Carts are being permitted to operate in front of groceries and fruit markets causing further financial stress on these establishments. Fruit and vegetable carts may have a place in some underserved areas, but not where food stores already exist. The proliferation of these carts near established food stores combined with the downturn in the economy, have resulted in the expected closing of six stores where we represent workers: five in Northern Manhattan and one in Southern Queens. These neighborhoods will lose an important anchor to the community that has provided hundreds of good jobs and quality food products to local residents.
Without adequate restrictions there could be corners where multiple carts are situated, causing unsafe crowding on sidewalks. Regulations concerning the inspection of produce need to be further developed prior to the approval of future legislation. This will ensure the heath and safety of the public and provide protection for food stores that are presently in these neighborhoods. Additional legislation will also be needed to ensure that these carts are not located near food stores or congested locations.
The rational for increasing peddler food venders is based on the limited opportunities to purchase fruits and vegetables in certain neighborhoods. There is general agreement that more supermarkets should be located in the city's low-income communities and New York City needs an effective strategy that will add quality food stores in more neighborhoods. Various incentives, tax breaks, and other strategies will be required.
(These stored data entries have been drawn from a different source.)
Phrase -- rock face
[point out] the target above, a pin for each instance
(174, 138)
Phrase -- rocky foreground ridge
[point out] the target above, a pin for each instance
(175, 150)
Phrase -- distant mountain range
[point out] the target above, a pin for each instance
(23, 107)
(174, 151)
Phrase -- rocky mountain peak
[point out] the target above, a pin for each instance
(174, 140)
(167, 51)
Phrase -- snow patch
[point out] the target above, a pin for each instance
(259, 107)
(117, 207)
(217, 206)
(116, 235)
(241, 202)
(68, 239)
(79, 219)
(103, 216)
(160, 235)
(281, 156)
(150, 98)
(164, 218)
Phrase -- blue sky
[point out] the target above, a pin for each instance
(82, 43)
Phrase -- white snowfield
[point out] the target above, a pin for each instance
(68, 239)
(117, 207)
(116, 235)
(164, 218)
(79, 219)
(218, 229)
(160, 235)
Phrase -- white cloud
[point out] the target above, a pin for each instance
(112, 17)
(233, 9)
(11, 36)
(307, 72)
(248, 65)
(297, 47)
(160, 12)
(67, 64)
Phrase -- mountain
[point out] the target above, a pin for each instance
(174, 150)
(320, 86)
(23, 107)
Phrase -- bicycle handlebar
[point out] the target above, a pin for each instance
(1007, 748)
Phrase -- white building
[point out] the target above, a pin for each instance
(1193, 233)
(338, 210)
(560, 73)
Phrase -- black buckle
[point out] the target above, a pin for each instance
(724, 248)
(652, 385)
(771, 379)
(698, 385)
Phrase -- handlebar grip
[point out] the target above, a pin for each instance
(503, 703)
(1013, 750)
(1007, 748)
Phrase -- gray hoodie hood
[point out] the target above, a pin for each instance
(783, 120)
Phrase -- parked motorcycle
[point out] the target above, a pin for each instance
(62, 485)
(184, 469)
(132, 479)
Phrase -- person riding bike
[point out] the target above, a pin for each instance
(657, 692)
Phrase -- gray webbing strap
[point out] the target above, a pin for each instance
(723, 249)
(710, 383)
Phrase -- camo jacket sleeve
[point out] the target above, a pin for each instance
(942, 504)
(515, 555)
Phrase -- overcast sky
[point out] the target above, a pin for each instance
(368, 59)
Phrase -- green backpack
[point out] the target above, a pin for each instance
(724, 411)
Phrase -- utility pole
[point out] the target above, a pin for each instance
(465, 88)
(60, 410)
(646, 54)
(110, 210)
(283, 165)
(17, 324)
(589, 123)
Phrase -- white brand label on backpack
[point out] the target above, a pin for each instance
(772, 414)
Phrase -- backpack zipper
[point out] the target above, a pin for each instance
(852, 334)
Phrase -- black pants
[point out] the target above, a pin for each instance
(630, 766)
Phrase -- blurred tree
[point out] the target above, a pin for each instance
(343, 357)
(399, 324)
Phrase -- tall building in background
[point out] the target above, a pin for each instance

Long-term planning is needed rather than a quick fix.
According to a 2002 study published in the American Journal of Public Health, increased access to fresh fruits and vegetables through supermarkets has been shown to correlate with greater consumption of fresh produce. For every additional supermarket in a location, fruit and vegetable consumption increases by as much as 32 percent. The number of supermarkets, however, continues to decrease in low-income neighborhoods.
With the cost of rent and doing business in the city, as well as the small profit in the food industry, quality supermarkets are disappearing from communities. City government needs to be involved now. It’s time for this administration to develop policies that encourage the supermarket industry to open more stores, in areas of need, throughout the five boroughs. Unlike temporary carts that come and go, supermarkets and green groceries stabilize neighborhoods by providing access to quality produce and healthy foods to the communities they serve.
John R. Durso is president of RWDSU Local 338 and international vice president of the United Food & Commercial Workers. He is also president of the Long Island Federation of Labor.